Born Alexander John Sharpe in Hoxton, London, on the 14th June 1814, Ellis attended private boarding school at Walthamstow, London. While there he was offered the opportunity of a life of study and research on condition he adopted his mother’s maiden name, Ellis. In return, a relative of his mother and a schoolmaster, William Ellis, financed Alexander Ellis’s schooling and gave him opportunities to travel abroad and to publish work as an adult.

After Walthamstow, Ellis attended Shrewsbury School before going on to Eton College. In 1833 he entered Trinity College, Cambridge to study mathematics. He also learnt classical and modern languages. He was elected to a college scholarship in 1835 and graduated BA in 1837.

After leaving Cambridge Ellis travelled to study in Italy and Sicily, where he took a large amount of daguerreotypes. These daguerreotypes, now in the National Science and Media Museum collection, are the earliest topographic photographs of Italy. Whilst in Italy, Ellis became interested in pronunciation leading him to devise a phonetic notation to reflect the variation in pronunciation heard across Italian dialects.
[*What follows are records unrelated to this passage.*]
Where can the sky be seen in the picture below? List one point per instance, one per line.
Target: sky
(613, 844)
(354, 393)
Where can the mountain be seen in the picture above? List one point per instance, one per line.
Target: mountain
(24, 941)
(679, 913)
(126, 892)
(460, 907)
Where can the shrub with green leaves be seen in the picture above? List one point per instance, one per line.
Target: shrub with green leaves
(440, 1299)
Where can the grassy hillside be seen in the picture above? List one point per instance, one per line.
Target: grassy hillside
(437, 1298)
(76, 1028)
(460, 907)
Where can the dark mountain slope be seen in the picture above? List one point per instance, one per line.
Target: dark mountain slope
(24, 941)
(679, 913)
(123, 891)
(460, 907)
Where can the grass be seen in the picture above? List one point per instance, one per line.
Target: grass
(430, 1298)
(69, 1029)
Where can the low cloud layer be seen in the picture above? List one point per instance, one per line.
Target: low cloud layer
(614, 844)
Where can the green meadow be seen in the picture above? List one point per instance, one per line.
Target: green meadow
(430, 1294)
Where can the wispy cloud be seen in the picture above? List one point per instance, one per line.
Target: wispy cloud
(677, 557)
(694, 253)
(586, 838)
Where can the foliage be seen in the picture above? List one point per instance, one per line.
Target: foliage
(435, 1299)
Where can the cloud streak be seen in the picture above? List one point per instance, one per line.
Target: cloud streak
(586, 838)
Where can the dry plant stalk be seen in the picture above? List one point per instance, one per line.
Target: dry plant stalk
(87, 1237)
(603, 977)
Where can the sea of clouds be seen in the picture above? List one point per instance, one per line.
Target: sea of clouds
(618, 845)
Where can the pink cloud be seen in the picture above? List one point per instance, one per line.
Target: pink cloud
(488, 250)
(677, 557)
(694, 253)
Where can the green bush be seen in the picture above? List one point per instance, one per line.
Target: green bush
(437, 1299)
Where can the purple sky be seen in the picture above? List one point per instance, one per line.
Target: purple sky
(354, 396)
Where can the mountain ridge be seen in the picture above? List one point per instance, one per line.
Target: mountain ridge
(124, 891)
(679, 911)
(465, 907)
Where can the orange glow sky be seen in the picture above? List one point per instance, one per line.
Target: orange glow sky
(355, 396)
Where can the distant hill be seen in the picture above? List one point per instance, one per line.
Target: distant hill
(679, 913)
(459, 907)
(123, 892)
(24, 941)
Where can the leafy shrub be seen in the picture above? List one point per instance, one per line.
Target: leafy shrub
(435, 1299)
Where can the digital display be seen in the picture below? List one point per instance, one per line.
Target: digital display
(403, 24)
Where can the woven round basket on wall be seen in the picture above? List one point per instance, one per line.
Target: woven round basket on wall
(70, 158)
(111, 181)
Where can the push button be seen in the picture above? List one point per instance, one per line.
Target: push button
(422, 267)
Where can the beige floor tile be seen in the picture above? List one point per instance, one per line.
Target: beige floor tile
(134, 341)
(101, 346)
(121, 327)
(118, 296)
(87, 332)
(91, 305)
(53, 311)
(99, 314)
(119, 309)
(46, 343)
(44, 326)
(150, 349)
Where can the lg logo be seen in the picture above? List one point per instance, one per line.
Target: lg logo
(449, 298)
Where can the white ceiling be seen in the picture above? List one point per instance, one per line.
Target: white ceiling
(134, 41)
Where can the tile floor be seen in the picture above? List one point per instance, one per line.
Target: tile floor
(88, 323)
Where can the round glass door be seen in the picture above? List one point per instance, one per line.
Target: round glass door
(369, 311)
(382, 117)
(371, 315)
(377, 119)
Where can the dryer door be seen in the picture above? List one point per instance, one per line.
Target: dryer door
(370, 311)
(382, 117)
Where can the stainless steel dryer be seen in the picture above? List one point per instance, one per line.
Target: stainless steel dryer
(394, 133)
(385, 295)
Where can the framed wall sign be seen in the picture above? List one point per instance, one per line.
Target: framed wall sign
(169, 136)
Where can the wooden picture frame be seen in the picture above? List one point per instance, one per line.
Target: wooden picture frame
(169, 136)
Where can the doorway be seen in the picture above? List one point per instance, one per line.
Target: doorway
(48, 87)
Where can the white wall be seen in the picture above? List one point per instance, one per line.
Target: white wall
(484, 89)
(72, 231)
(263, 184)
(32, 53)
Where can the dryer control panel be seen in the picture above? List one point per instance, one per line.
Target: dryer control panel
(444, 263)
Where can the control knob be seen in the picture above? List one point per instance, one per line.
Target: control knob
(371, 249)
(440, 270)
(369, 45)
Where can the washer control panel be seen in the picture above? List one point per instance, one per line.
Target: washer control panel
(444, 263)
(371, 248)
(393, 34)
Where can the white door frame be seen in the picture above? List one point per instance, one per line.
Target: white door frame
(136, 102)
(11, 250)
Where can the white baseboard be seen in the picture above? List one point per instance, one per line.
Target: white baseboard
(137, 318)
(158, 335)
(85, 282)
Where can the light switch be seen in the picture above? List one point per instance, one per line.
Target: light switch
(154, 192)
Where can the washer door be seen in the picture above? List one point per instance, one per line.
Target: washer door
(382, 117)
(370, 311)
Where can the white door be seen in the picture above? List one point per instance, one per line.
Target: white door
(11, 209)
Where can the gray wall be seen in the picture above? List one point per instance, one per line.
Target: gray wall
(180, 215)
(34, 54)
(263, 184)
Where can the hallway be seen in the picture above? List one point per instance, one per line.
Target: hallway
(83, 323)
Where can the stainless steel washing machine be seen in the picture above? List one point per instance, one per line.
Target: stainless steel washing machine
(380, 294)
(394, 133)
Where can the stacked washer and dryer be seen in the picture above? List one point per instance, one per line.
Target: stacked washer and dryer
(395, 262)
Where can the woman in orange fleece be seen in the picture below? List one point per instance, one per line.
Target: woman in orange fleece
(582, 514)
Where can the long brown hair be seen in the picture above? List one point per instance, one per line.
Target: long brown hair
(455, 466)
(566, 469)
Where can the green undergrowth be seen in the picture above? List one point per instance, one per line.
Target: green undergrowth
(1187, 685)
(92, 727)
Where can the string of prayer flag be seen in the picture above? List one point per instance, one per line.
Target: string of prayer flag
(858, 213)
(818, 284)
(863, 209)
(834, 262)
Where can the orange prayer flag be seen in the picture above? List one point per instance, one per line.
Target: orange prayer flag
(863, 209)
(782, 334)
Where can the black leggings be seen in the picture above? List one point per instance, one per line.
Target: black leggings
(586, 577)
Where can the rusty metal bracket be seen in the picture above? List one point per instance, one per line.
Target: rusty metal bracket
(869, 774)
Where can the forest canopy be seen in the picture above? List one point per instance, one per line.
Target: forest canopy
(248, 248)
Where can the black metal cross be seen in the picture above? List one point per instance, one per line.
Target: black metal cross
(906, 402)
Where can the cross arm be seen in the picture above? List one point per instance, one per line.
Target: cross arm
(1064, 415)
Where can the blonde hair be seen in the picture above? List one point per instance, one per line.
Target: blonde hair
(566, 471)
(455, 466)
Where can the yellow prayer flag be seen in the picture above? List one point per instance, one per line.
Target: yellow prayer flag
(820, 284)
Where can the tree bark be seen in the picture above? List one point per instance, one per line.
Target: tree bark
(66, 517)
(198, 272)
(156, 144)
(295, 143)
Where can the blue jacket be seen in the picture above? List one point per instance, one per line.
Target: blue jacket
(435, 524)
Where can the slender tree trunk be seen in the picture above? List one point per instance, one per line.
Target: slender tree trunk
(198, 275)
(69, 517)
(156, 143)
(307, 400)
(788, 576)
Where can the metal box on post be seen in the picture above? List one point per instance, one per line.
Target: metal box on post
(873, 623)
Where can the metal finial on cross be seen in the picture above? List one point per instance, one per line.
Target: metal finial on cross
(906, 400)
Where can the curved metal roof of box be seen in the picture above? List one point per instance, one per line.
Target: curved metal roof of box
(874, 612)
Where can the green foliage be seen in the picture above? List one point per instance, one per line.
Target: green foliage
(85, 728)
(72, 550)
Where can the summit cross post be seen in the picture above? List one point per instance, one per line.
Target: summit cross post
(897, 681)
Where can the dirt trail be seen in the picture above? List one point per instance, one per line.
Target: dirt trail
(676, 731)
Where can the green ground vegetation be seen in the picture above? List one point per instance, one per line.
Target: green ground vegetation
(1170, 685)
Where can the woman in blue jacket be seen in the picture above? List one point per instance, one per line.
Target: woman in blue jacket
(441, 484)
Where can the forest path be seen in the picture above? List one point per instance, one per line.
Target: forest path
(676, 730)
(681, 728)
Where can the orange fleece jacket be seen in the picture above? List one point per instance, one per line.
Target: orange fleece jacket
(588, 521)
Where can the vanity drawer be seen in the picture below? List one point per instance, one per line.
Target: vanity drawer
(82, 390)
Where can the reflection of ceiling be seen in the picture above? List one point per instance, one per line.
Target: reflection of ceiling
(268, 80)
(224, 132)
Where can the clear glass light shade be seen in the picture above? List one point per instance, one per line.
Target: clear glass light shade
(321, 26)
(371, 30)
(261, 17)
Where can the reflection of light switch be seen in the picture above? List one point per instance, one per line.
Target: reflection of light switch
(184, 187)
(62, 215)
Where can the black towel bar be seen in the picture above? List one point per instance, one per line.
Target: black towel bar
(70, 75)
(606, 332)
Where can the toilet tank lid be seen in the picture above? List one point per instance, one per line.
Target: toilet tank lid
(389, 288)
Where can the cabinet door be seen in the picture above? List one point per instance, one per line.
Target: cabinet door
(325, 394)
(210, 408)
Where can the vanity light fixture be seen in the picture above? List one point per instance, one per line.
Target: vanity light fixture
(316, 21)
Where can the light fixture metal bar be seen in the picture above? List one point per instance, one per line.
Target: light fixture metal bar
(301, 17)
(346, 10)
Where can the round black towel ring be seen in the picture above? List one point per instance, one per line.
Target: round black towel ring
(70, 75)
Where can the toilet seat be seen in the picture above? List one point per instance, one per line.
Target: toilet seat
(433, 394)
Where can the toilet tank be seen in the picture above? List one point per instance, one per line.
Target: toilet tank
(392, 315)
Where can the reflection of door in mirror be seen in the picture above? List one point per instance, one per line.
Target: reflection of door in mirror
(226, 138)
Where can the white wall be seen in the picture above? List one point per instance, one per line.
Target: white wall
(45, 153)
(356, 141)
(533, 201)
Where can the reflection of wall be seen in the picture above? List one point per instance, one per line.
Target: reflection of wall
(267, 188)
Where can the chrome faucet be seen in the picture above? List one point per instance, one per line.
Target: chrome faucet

On 31 August 1840, in Naples, he married Ann Chaytor (1814-1888) of Spennithorne Hall near Leyburn, North Yorkshire. Their first son, Edwin John Ellis (1841-1895), became known as a painter. They also had twins in 1844, named Tristram James and Miriam Anne. Following the birth of their twins the family spent some time in Dresden, Germany for their mother Ann’s health. They moved to Bath in November 1847 and to Bristol in 1853. From 1869 they lived in Kensington, London.